Joyau discret du pays malouin, Launay-Ravilly incarne avec une rare élégance l'art de vivre des armateurs de Saint-Malo. Construite en 1732, cette malouinière de taille moyenne a conservé son décor intérieur et son environnement d'origine, véritable miracle de conservation.
Au cœur du pays malouin, entre bocage et senteurs iodées, la malouinière de Launay-Ravilly s'offre au regard avec la discrétion souveraine des grandes demeures qui n'ont rien à prouver. Construite en 1732 pour François de Baudran, avocat et bourgeois malouin, elle représente avec une fidélité presque documentaire l'idéal résidentiel de cette élite de la course et du négoce qui fit la gloire de Saint-Malo au XVIIIe siècle. Ce qui rend Launay-Ravilly véritablement singulière, c'est la conjonction rarissime d'une architecture soignée et d'un environnement intact. Là où tant de malouinières comparables ont perdu leurs dépendances, leurs jardins ou leurs accès d'origine, celle-ci a conservé l'intégralité de son système : l'ancien manoir transformé en ferme, les communs, le pigeonnier, la cour fermée, le saut-de-loup, le potager, le vivier et la rabine — cette allée d'arbres qui conduit cérémonieusement jusqu'au logis. Pénétrer dans Launay-Ravilly, c'est traverser trois siècles d'un seul pas. L'intérieur renforce cette impression d'une capsule temporelle préservée. Le plan de distribution, caractéristique des petites malouinières, s'organise autour d'un hall central où l'escalier déploie son élégance sobre, ouvrant sur une salle à manger centrale flanquée du grand salon d'un côté, de la cuisine et de son tréhory de l'autre. À l'exception du salon, remanié au XIXe siècle, les pièces ont conservé leurs décors d'époque : boiseries, carrelages, cheminées et aménagements témoignent de l'art de vivre malouin dans toute sa rigueur raffinée. L'expérience de visite de Launay-Ravilly est celle d'une intimité gagnée. Point de faste versaillais ni de mise en scène muséale : on est dans une maison habitée par son histoire, où chaque détail — la hauteur des fenêtres, l'ordonnancement des communs, la géométrie du potager — révèle une pensée architecturale cohérente et une manière d'habiter le monde propre à la grande bourgeoisie maritime bretonne du XVIIIe siècle. Le cadre naturel achève de faire de Launay-Ravilly un lieu à part. La campagne de Saint-Père, aux portes de la Côte d'Émeraude, offre ce paysage d'arrière-pays breton où la lumière change à chaque heure et où le silence n'est troublé que par le vent dans les frondaisons de la rabine. Pour qui s'intéresse à l'histoire sociale et architecturale de la Bretagne, cette demeure est une référence incontournable.

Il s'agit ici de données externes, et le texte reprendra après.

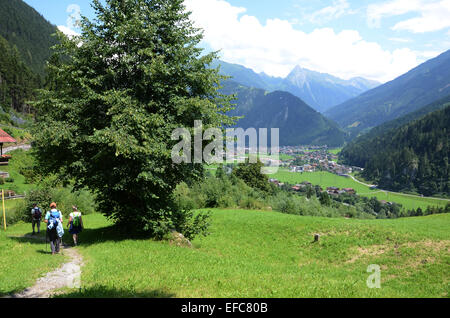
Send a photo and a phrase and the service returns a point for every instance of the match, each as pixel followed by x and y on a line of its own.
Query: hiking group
pixel 54 221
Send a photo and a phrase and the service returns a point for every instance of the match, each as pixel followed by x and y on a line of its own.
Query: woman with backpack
pixel 55 231
pixel 75 224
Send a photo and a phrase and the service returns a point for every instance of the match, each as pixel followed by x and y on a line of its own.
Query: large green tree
pixel 115 95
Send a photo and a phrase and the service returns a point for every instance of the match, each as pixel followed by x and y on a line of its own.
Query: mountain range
pixel 28 31
pixel 299 124
pixel 410 157
pixel 420 86
pixel 319 90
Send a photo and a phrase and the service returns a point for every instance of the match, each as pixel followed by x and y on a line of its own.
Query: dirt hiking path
pixel 68 275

Launay-Ravilly s'inscrit pleinement dans le type architectural de la malouinière, forme résidentielle développée dans la première moitié du XVIIIe siècle par la bourgeoisie de Saint-Malo sur ses terres périurbaines. Le logis principal adopte un plan quadrangulaire compact, caractéristique de ce type, avec trois travées en façade et une élévation sobre qui privilégie la régularité et la qualité d'exécution sur l'ostentation décorative. Les proportions sont maîtrisées, les lignes nettes, dans un esprit classique français teinté de la retenue propre au goût breton. L'organisation intérieure suit le modèle canonique des petites malouinières : un hall central accueille l'escalier et distribue les pièces de réception — salle à manger au centre, grand salon d'un côté, cuisine et tréhory (petite arrière-cuisine de service) de l'autre. Cette disposition fonctionnelle et élégante reflète un art de vivre bourgeois soucieux de confort domestique autant que de représentation sociale. Le logis est relié à deux pavillons de service par le mur séparant la cour du jardin, système de composition caractéristique qui définit clairement les espaces et hiérarchise les usages. Le soin apporté à la construction est unanimement salué : la qualité des maçonneries, la précision des encadrements de baies et la cohérence de l'ensemble font de Launay-Ravilly un exemple d'une méticulosité peu commune pour une demeure de cette échelle. Les matériaux, pierres de taille locales et granits de la région malouine, confèrent à la demeure cette teinte grise et austère qui caractérise l'architecture bretonne classique. Le décor intérieur — boiseries, cheminées, carrelages — témoigne d'artisans malouins maîtrisant parfaitement les codes décoratifs du premier XVIIIe siècle français.